A Reference: Recent Nuclear Consolidations

  • AmerGen Energy Co., a joint venture between PECO Energy and British Energy, became the first generating company to acquire an operating nuclear power plant in the United States when it purchased Three Mile Island 1 from General Public Utilities. Other acquisitions since include the Clinton Plant in Illinois and the Oyster Creek plant in New Jersey.
  • PECO and Commonwealth Edison merged to form Exelon and operate their combined fleet of 15 reactors under one organization, Exelon Nuclear.
  • Entergy expanded its original fleet of four reactors to 10 by acquiring River Bend through its purchase of Gulf States Utilities, Indian Point 2 from Con Edison, Indian Point 3 and Fitzpatrick from the New York Power Authority, Vermont Yankee from a consortium of New England utilities, and Pilgrim from Boston Edison. All of these plants are managed and operated by Entergy Nuclear.
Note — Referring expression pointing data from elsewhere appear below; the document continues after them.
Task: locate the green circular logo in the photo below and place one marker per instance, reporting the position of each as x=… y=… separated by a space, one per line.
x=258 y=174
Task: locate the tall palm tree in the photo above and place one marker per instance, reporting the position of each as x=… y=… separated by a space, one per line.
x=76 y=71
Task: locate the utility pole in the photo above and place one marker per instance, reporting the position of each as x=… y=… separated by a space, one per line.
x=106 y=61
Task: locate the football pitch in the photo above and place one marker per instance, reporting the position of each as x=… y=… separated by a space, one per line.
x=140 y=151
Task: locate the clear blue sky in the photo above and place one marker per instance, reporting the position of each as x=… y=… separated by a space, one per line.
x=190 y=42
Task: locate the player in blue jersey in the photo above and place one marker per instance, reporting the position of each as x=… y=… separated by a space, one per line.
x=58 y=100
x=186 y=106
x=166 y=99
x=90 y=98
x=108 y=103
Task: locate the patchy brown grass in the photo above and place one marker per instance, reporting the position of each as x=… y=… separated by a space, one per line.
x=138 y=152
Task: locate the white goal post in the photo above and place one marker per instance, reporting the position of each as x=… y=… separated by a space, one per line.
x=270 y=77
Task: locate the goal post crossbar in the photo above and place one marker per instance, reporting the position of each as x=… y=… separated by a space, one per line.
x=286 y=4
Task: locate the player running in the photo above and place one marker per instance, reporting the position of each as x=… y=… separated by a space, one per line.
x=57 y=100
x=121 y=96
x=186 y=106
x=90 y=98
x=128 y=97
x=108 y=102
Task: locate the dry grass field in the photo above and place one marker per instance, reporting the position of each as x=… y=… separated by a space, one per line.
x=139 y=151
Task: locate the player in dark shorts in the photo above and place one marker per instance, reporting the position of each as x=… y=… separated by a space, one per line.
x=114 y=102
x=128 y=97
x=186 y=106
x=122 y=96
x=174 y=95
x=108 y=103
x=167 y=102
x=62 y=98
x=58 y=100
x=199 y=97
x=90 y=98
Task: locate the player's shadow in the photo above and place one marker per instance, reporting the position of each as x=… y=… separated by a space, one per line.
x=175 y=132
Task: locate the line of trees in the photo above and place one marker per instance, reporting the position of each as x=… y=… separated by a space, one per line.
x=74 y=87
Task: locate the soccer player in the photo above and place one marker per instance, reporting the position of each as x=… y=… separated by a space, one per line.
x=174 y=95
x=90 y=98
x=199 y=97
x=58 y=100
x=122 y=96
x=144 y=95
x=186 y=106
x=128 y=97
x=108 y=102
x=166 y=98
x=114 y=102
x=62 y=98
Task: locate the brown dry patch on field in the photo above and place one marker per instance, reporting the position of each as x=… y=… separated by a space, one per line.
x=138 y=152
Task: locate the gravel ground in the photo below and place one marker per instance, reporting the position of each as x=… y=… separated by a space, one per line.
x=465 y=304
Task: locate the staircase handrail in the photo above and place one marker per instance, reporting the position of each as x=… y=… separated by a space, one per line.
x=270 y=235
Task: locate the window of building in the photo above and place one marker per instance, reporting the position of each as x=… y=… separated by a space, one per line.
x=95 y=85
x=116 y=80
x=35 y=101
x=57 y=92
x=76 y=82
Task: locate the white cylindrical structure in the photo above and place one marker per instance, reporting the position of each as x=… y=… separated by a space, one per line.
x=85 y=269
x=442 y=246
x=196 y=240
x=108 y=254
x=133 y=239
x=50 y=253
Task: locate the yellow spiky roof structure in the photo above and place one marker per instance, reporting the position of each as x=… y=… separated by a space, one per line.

  • Dominion Energy has expanded its operating reactor fleet from four to six by acquiring Millstone 2 and 3 from Northeast Utilities.
  • Constellation Energy has expanded its reactor fleet from two to four by acquiring Nine Mile Point 1 and 2 from Niagara Mohawk.
  • Florida Power and Light just expanded its reactor fleet from four to five by acquiring Seabrook 1.
  • Progress Corp. has a fleet of five reactors after Carolina Power and Light and Florida Progress Corp. merged.
  • Centerior, Ohio Edison, Penn Power, and General Public Utilities, after merging to form FirstEnergy, have a fleet of four reactors (Beaver Valley 1 & 2, Perry, and Davis-Besse). -J.S.